Dan selayaknya ajaran keagamaan, ritual ini tak serta merta hadir begitu saja. Dakwah-dakwah di awal dilakukan, ayat-ayat lirik diedarkan dari mulut ke mulut hingga media sosial. Para “pegeden” dengan umat dekatnya, melakukan pengajaran yang lebih intim, menyanyikan di komunitas, lalu diajarkan masif di stadion, hingga para pengikut lain memahami sendiri ritualnya.

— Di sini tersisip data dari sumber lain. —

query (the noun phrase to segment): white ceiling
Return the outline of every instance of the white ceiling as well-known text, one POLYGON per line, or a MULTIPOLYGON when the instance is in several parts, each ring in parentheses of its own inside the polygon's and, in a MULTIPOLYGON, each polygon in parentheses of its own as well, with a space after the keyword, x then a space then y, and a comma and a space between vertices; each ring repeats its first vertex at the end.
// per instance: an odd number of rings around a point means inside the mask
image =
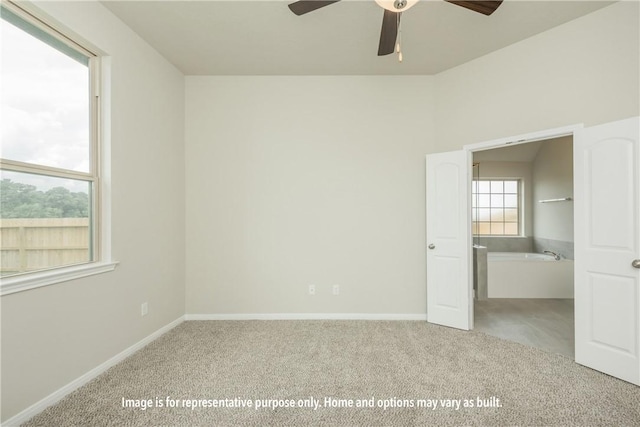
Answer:
POLYGON ((186 75, 431 75, 600 9, 506 0, 491 16, 442 0, 402 15, 404 61, 377 56, 382 9, 343 0, 303 16, 291 1, 103 1, 186 75))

Kala anthem dilantunkan, suporter dalam khidmat memaknai setiap liriknya, pun pemain dengan sadarnya harus menerima suntikan energi sakral dari suporter itu, lalu bersama melebur dalam anthem. Haru, tangis, senyum, menyatu dalam gemuruh merdu stadion. Dengan pola sama, sebelum dan sesudah laga, sebagai ibadah wajib. Serta di waktu lain, semisal di tengah laga atau luar stadion, sebagai ibadah sunah.

***

Dari ritual sakral ini, harapannya tentu untuk menguatkan harapan agar meraih prestasi. Proses dari prestasi itu, adalah ketika suporter, pemain dan manajemen sama-sama menghayati betul ritual ini, sebagai manifestasi rasa cinta terhadap tim. Dan wujud dalam proses itu, lebih sekadar ritual repetitif semata, tetapi semua harus benar-benar memaknai anthem lalu memberikan sepenuh hati untuk tim-nya. Untuk itu, mari sama-sama memaknai anthem dengan hati. Dan mari berdoa, agar pandemi berlalu dan kita bisa kembali beribadah jemaah ke stadion.